For those of you who can't read the writing on the t-shirt ...... it says:
"For over 2 decades my #1 pursuit was raising my children well and now the job is over and here I stand like a high level, high stress, but low paid CEO who's company just got bought out"
For over the last 9 years actually I have been struggling with the empty nest syndrome. Only thing is I never identified my struggle with empty nest.
Almost from the day they were born I raised my girls to be independent, free thinking women, who would one day strike out on their own. It was (no it is still my belief) that the best gift we can give our children is to give them the strength to be independent self sufficient adults.
I know I did my job well.
So why then does my heart ache??
Because I realize there are other people filling the space I once filled in their lives. Both my girls are now married with "mother-in-laws" ......... and I have seen a slow shift in the way things were...... from "mom" to "mother-in-law" and I am here to say it hurts.
Baby daughter's mother-in-law lives with them. She is the babysitter for the children when mom and dad are at work. She is the extra pair of hands when company comes. She is the one who tells me .. ME.. to go and sit down when I visit. She is the one the grandbabies run to when they need something or are hurt. I am the "visiting granny". She is the one to tell the grandbabies to go and hug granny - kiss granny - thank granny. And it hurts deep inside.

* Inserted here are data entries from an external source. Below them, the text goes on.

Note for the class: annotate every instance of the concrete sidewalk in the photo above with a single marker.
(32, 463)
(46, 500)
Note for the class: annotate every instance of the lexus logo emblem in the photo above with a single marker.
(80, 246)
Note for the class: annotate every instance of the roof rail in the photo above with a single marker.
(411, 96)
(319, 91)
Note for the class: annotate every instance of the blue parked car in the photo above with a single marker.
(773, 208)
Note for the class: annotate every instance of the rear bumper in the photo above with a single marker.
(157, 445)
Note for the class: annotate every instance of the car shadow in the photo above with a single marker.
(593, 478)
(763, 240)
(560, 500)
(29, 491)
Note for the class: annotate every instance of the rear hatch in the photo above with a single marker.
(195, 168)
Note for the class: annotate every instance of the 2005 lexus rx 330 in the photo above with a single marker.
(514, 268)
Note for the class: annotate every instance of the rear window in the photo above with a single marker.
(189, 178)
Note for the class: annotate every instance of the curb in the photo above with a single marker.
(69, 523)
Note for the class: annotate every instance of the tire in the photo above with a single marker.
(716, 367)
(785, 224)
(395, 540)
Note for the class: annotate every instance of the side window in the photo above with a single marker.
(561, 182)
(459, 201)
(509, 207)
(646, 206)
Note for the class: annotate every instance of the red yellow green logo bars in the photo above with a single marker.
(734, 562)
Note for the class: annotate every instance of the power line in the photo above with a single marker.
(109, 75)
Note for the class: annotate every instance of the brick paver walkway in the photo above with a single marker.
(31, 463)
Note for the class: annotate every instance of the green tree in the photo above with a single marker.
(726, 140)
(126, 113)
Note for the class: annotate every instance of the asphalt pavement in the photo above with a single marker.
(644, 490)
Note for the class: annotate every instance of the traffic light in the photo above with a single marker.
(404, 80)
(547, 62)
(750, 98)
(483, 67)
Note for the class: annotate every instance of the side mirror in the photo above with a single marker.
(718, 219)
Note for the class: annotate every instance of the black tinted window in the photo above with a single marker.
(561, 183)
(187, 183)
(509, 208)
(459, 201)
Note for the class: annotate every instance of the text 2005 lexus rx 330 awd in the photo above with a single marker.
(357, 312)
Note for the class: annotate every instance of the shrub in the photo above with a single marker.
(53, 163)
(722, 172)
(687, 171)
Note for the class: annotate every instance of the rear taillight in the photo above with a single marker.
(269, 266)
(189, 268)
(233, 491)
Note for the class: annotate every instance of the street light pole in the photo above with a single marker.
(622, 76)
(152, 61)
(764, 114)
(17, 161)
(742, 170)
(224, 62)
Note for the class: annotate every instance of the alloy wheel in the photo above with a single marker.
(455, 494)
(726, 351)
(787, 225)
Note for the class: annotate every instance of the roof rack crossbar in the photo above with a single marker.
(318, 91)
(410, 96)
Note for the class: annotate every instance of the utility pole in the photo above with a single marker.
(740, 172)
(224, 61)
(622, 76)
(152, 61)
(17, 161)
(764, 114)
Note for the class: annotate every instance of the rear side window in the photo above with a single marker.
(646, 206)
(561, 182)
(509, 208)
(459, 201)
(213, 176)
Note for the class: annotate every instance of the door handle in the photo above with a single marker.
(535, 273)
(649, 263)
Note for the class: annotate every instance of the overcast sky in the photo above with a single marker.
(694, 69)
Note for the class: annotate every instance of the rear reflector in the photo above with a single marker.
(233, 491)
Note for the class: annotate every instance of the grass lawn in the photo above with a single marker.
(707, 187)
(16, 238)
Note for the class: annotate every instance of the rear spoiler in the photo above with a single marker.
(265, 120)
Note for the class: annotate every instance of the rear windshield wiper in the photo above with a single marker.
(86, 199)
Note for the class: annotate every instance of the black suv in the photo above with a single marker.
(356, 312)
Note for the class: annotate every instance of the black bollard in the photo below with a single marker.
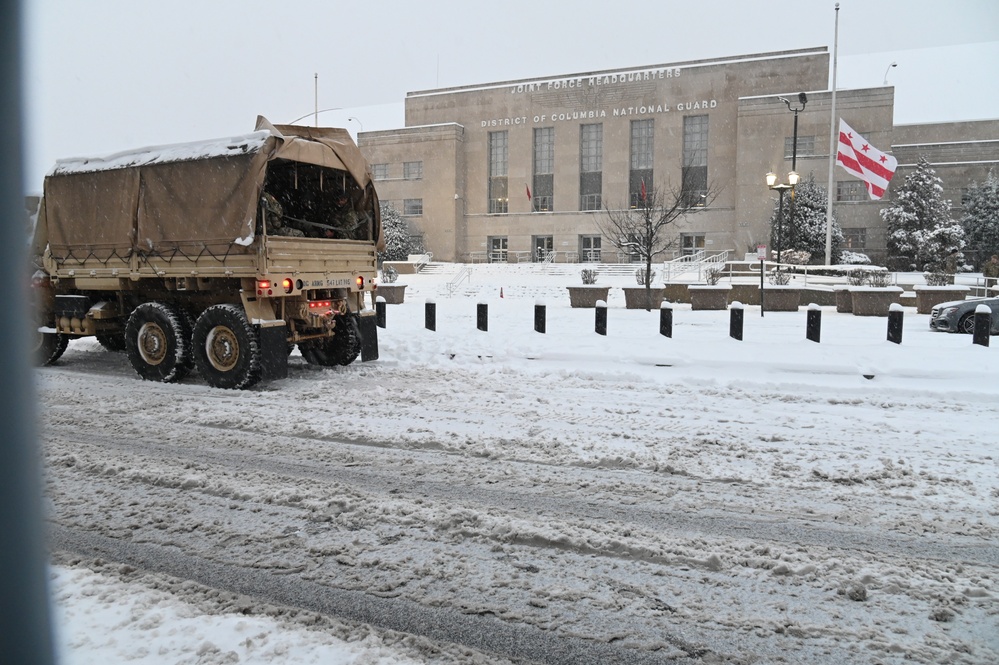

Oldest daughter has a mother-in-law that has stepped in and adopted the daughter I guess she always wanted. She has more than taken over my job as mother. (though truth be told - I guess I was never really the "mother" my eldest wanted) She fusses over her like a mother hen...... from a - z and everything in between.
I sat on Saturday and watched with interest the interactions between my eldest and her mother-in-law and honestly I felt redundant. Yes I was the CEO and my company has been bought out. And I have been put out to pasture. And yes it hurts. A LOT.
Perhaps I was not as good a mother as I once thought. Perhaps I strove too hard and long to create independent women. And maybe I have worked so hard making them independent that I have kept my needs and desires to myself - for fear of not having independent self sufficient daughters - with an independent self sufficient mom.
Perhaps it is all my fault.
I do know that there is very little I can do about has happened. I do know that my daughters will always be MY daughters in my heart, and that I will love them with all my being.
But sometimes empty nest sucks ........ big time.